MONTREAL — Quebec’s highest court has weighed in on a legal battle surrounding the birth certificate of a young girl, overturning a lower court ruling that had seen the girl’s biological father recognized on the document over her non-biological mother.
The Aug. 16 ruling stated that the girl’s non-biological mother — who has since transitioned to a man — should remain on the birth paperwork, as was agreed to before the child was born.
One legal expert says the case reflects the fact that laws in the province may not have followed in step with changes to family dynamics — including same-sex couples, transgender parents and a sperm donor willing to play a role in a child’s life.
In other parts of the country, it is possible for a child to have three parents listed.
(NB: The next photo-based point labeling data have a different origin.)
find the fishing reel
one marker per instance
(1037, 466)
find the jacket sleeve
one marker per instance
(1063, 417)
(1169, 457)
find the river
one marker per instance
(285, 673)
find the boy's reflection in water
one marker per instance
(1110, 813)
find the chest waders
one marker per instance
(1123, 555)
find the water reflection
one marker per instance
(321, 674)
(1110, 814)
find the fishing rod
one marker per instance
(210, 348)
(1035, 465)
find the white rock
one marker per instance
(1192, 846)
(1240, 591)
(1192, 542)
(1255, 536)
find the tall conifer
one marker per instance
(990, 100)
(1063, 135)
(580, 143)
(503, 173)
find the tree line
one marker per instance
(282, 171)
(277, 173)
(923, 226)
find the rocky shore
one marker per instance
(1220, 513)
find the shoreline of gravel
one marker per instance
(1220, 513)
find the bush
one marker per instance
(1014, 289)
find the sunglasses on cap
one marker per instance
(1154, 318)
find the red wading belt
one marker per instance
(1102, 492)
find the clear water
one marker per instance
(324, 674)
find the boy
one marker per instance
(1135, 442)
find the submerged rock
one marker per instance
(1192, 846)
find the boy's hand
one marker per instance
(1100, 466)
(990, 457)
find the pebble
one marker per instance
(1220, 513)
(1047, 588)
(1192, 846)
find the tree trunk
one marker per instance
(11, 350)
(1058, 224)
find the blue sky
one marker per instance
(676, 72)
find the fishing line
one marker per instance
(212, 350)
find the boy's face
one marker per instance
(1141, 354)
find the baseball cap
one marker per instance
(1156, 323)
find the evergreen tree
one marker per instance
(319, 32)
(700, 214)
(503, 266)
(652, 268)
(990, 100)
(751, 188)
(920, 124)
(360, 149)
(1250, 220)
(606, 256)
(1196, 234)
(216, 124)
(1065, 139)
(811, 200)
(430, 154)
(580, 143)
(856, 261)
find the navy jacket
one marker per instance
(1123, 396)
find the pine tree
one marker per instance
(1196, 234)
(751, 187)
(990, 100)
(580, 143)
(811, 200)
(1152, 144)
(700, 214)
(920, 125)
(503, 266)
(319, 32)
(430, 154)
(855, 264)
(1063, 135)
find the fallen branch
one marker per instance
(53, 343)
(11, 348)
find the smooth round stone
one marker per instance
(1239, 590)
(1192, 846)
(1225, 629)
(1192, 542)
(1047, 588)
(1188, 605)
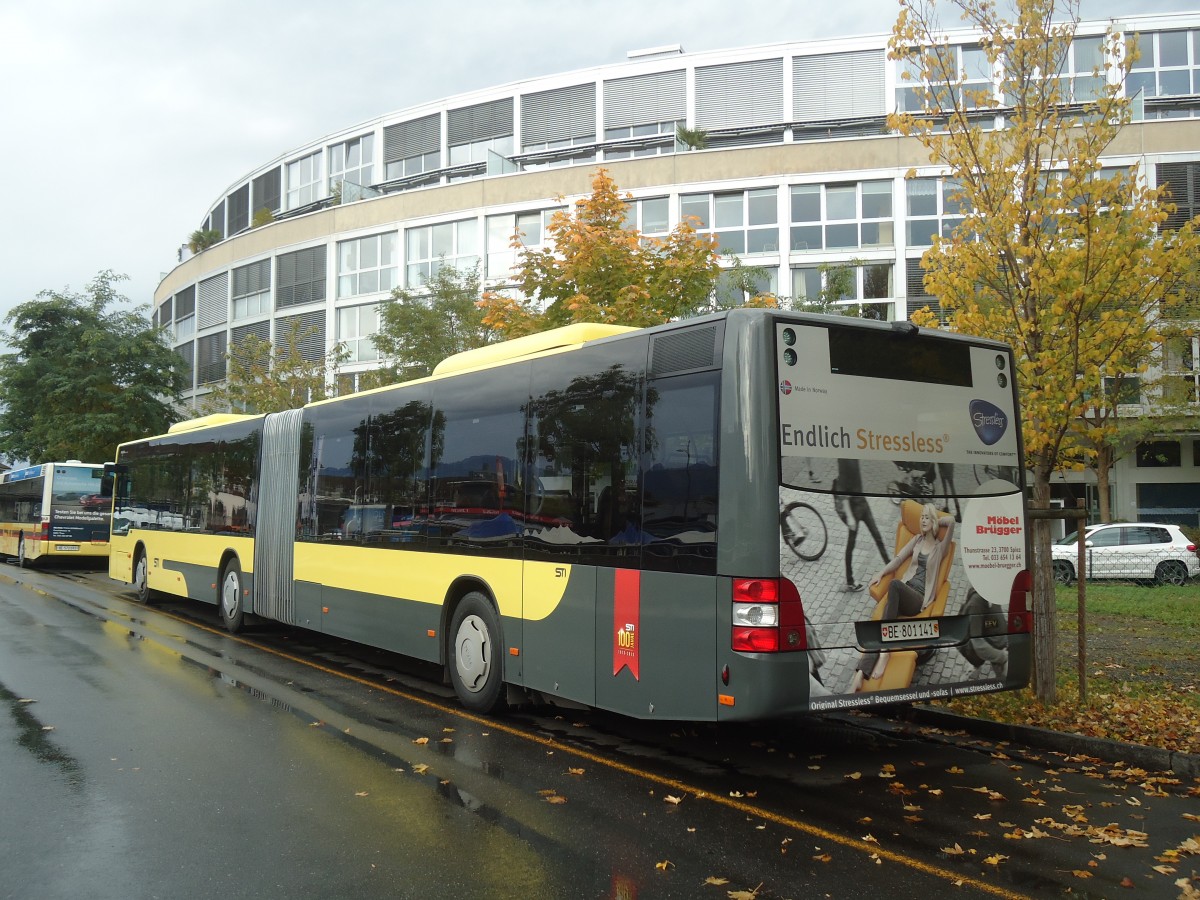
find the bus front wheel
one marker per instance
(142, 579)
(233, 610)
(475, 661)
But in Quebec, the law has typically been interpreted to recognize only two parents for a child — and only their names are recorded on the birth certificate.
In this case, a lesbian couple wanting a child met through a website a man who was willing to be a sperm donor but also wanted to be an active participant in the child’s life.
One of the women became pregnant and gave birth to a girl, and according to a written agreement between the three adults, the two women were to be declared as the girl’s parents on the birth certificate while the man — the biological father — would carry the status of legal guardian.
But then the couple divorced, and the woman who didn’t carry the child began transitioning and wanted the child to call her “Daddy.” The Court of Appeal ruling noted the biological father was hurt by this and felt the role of father was his alone.
That is what prompted him to petition Quebec Superior Court to have the non-biological mother’s name removed from the birth certificate and replaced with his. He also applied to have his paternity recognized.
Last year, Superior Court ruled in his favour. But the Quebec Court of Appeal has overturned the decision, stating the two mothers originally on the document could remain as agreed without detracting from the role that the father could play in the youngster’s life.
That means the court didn’t have to determine whether a child could have three parents listed, said Robert Leckey, dean of the Faculty of Law at McGill University,
The case was ultimately a legal battle over who would be the second parent, Leckey said. The ruling is one that’s in line with the current laws, he said, noting the Quebec Civil Code provides that a man can be a sperm donor without becoming a parent.
In order to make its determination, the appellate court examined the provisions contained in the “parental project” for assisted procreation and came to the conclusion that the women had made their agreement before meeting with the biological father. It also noted the man waived, in the written agreement, the right to be one of the two legal parents.
The judgment also noted that while the gender transition of the partner who didn’t carry the child had an impact on the dynamics between the three adults, it did nothing to change the parentage of the child.
In Ontario and British Columbia, it is possible for a child to have three parents listed on a birth certificate, but a clear intention by the three adults wanting to be parents must be expressed in writing before the child’s conception, Leckey said.
The judgment can be viewed as an appeal to legislators to act more creatively in the future, he said
“The ruling is a reminder to legislators that they may not have followed all the societal changes,” Leckey said. “There are really situations where three adults decide together, from the beginning, to become the parents of a child, and Quebec law is not adapted to recognize their situation.”
Quebec Justice Minister Sonia LeBel said last November that she intends to reform family law in the province.